Stavan schien ihre Verwirrung nicht zu bemerken. Zärtlich zog er Marrah in seine Arme und streichelte ihr Haar. »Ich habe mich schon so lange danach gesehnt, dich zu küssen«, murmelte er. »Schon seit dem Tag, als wir zusammen auf diesem Felsen am Strand saßen, damals auf dem Rückweg von Hoza. Ich hätte es an jenem Abend fast getan, aber dann sagtest du mir, daß du mir das Leben gerettet hättest, und von da an habe ich mich zu zwingen versucht, dich nicht mehr als Frau zu betrachten. Aber ich konnte nicht dagegen an. Ich brauchte dich nur lachen zu hören oder zu sehen, wie du dich vorbeugtest, um ein Stück Feuerholz aufzuheben, und schon wurde ich krank vor Sehnsucht und Verlangen nach dir.«
Er nahm ihre Hand und begann, behutsam ihre Finger zu küssen. »Wenn ich in meinem eigenen Land wäre, würde ich dich deinem Vater abkaufen und dich in mein Zelt nehmen und niemals eine andere Ehefrau haben. Ich würde fünfzig Stück bestes Vieh für dich bezahlen und –«
Marrahs Zorn verrauchte bei dem Gedanken, für fünfzig Stück Vieh gekauft zu werden. Plötzlich prustete sie vor Lachen los und zog ihre Hand zurück.

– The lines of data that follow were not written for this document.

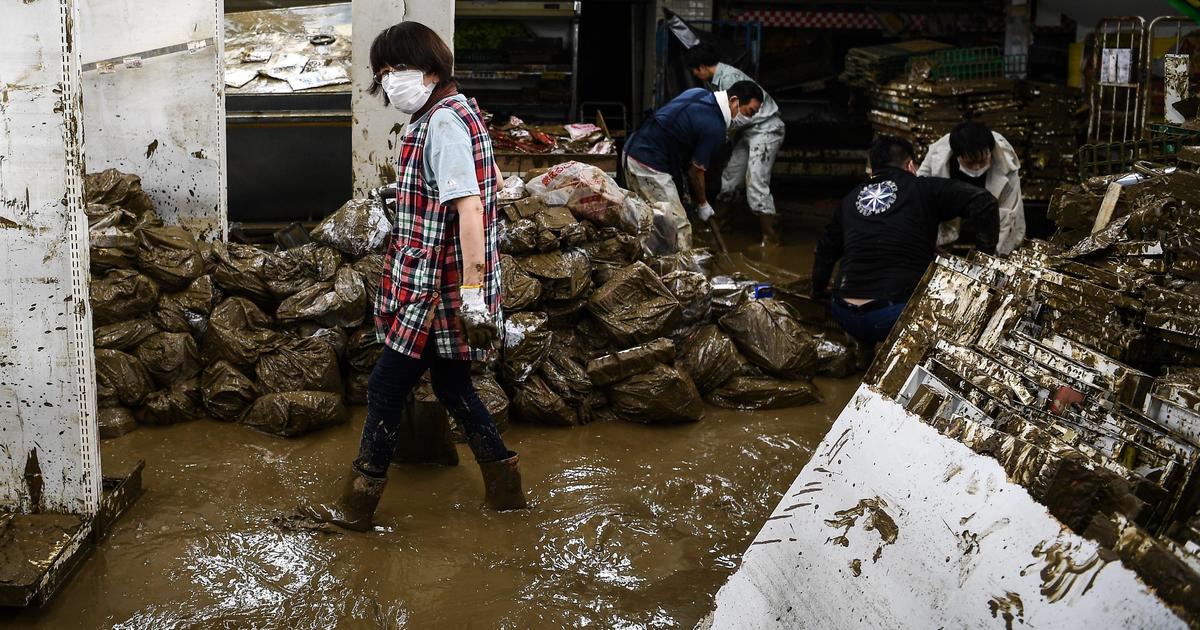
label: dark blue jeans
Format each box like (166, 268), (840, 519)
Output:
(354, 338), (509, 478)
(829, 298), (907, 348)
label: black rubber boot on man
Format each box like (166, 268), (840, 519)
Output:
(479, 451), (529, 511)
(296, 467), (388, 532)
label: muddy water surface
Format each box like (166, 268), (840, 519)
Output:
(7, 232), (857, 629)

Stavan sah tödlich beleidigt aus. »Du hältst mich also für einen Dummkopf, nicht wahr? Du denkst, ich wäre deiner nicht würdig?« Später würde er mit ihr darüber lachen; später, in den folgenden Monaten, würde sie ihren Kopf an seine Schulter lehnen, nachdem sie sich dem Liebesspiel hingegeben hatten, und ihn fragen, wieviel Stück Vieh sie seiner Ansicht nach jetzt wert wäre, und er würde sagen, Hunderte, Tausende, so viele, wie es Sterne am Himmel gab; aber jetzt, in diesem Moment, war Stavan todernst.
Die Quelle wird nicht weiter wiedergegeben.